Nominated Bank’s Role

  • If the nominated bank has agreed to honor or negotiate and the presentation complies, it must fulfill its undertaking.

No Escape Clause

  • Once compliance is confirmed, banks cannot refuse payment based on external reasons (like disputes over the underlying sales contract).

Breaking Down Article 15

What is a Complying Presentation?

  • A set of documents that strictly meets the requirements of the LC and UCP 600 rules.
  • Even small errors (e.g., spelling mistakes, mismatched numbers) may make a presentation non-complying.

Bank’s Binding Duty

  • Compliance removes any discretion — the bank must pay.
  • This reinforces the reliability of LCs as a secure trade finance instrument.

Equal Standing of Banks

  • Issuing bank, confirming bank, and (where applicable) nominated bank — all carry obligations once documents comply.
  • The exporter doesn’t have to worry about delays caused by disputes between banks.

Why It Matters for Exporters

  • Gives exporters confidence that if they “get the documents right,” payment is guaranteed.
  • Encourages discipline in document preparation.

Practical Trade Example

A Bangladeshi exporter ships frozen fish to a buyer in Japan under an LC confirmed by Standard Chartered Bank, Dhaka.

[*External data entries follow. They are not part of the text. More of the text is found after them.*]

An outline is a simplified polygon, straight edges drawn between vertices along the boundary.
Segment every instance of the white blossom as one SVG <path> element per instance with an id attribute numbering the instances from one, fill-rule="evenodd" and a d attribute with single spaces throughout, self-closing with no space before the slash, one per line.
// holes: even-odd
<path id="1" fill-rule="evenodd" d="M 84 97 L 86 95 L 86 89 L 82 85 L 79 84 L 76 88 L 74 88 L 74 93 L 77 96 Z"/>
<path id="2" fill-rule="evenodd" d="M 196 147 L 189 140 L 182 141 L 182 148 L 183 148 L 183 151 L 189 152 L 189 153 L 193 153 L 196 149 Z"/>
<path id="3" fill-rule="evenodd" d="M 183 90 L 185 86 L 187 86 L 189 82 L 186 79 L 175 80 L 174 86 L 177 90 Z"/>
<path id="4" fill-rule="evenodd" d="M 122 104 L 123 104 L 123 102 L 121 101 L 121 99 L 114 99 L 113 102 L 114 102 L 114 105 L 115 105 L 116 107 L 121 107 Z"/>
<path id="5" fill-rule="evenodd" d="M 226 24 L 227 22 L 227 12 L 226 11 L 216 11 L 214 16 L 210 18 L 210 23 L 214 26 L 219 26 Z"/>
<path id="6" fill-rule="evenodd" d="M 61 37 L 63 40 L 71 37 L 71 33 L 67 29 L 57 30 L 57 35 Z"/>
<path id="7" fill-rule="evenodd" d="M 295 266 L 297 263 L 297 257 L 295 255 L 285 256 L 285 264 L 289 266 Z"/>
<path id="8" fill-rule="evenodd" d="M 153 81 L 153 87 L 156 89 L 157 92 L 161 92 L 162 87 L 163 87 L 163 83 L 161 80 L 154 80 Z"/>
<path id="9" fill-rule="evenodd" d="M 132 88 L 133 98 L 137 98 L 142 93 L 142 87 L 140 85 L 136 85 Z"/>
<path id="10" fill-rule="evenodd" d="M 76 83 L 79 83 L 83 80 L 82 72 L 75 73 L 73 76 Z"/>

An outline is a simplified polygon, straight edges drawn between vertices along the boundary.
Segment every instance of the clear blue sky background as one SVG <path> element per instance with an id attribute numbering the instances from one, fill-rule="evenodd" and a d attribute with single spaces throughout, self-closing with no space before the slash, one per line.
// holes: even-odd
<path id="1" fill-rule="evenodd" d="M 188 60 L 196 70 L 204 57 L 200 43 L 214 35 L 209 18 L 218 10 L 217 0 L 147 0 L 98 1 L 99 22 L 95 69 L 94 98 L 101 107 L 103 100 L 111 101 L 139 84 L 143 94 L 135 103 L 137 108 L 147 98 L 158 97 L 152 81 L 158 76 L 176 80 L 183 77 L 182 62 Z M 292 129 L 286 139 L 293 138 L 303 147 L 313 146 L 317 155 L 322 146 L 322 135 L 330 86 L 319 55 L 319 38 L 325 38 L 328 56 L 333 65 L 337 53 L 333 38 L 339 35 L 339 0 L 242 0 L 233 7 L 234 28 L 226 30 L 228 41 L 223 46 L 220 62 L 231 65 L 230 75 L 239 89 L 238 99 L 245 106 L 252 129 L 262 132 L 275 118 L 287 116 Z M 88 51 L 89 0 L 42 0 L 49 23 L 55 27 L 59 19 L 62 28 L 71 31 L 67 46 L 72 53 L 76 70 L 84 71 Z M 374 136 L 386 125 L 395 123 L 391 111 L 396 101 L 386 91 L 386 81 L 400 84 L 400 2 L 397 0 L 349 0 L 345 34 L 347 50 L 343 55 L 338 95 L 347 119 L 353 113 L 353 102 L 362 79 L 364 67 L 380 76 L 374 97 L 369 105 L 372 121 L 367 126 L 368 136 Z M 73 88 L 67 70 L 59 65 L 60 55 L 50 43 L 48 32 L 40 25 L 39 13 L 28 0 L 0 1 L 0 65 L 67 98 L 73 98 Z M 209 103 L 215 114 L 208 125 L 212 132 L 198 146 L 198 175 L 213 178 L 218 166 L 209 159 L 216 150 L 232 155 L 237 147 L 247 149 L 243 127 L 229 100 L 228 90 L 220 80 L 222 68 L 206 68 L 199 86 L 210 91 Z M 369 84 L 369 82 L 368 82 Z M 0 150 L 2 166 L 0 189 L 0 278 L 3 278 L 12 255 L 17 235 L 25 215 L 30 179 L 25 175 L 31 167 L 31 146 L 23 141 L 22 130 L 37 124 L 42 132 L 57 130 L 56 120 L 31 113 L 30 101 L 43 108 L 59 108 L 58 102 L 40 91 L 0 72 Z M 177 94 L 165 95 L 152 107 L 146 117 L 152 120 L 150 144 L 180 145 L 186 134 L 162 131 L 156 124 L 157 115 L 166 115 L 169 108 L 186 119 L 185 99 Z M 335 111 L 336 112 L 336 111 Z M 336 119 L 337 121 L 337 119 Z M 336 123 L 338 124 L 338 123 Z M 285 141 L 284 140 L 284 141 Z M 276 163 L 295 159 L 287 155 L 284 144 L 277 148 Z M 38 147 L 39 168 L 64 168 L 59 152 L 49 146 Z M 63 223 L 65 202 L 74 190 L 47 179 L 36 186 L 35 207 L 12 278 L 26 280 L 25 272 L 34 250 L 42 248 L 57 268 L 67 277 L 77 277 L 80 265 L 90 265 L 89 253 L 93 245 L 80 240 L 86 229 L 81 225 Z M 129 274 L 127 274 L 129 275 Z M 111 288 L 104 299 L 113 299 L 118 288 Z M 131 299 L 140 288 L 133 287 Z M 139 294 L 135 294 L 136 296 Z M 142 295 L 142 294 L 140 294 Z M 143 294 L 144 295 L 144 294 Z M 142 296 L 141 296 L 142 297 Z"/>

  • The exporter presents documents exactly as required: commercial invoice, health certificate, bill of lading, packing list.
  • Standard Chartered (confirming bank) checks and finds them compliant.
  • The bank must honor payment, regardless of any disputes between the importer and exporter about product quality.

✔ Exporter gets guaranteed payment.
✔ Issuing bank (in Japan) must reimburse Standard Chartered after payment.


Why Article 15 Matters

  • Removes uncertainty once documents comply.
  • Strengthens trust in LCs as a secure international payment method.
  • Protects exporters by making compliance = guaranteed payment.
  • Protects banks by limiting obligations strictly to documents, not goods or performance.

Final Thoughts

Article 15 of UCP 600 cements the principle that banks deal with documents, not goods. Once a presentation is compliant, banks cannot back out — they must honor or negotiate. For exporters, this means one thing: meticulous document preparation is the key to unlocking guaranteed payment under an LC.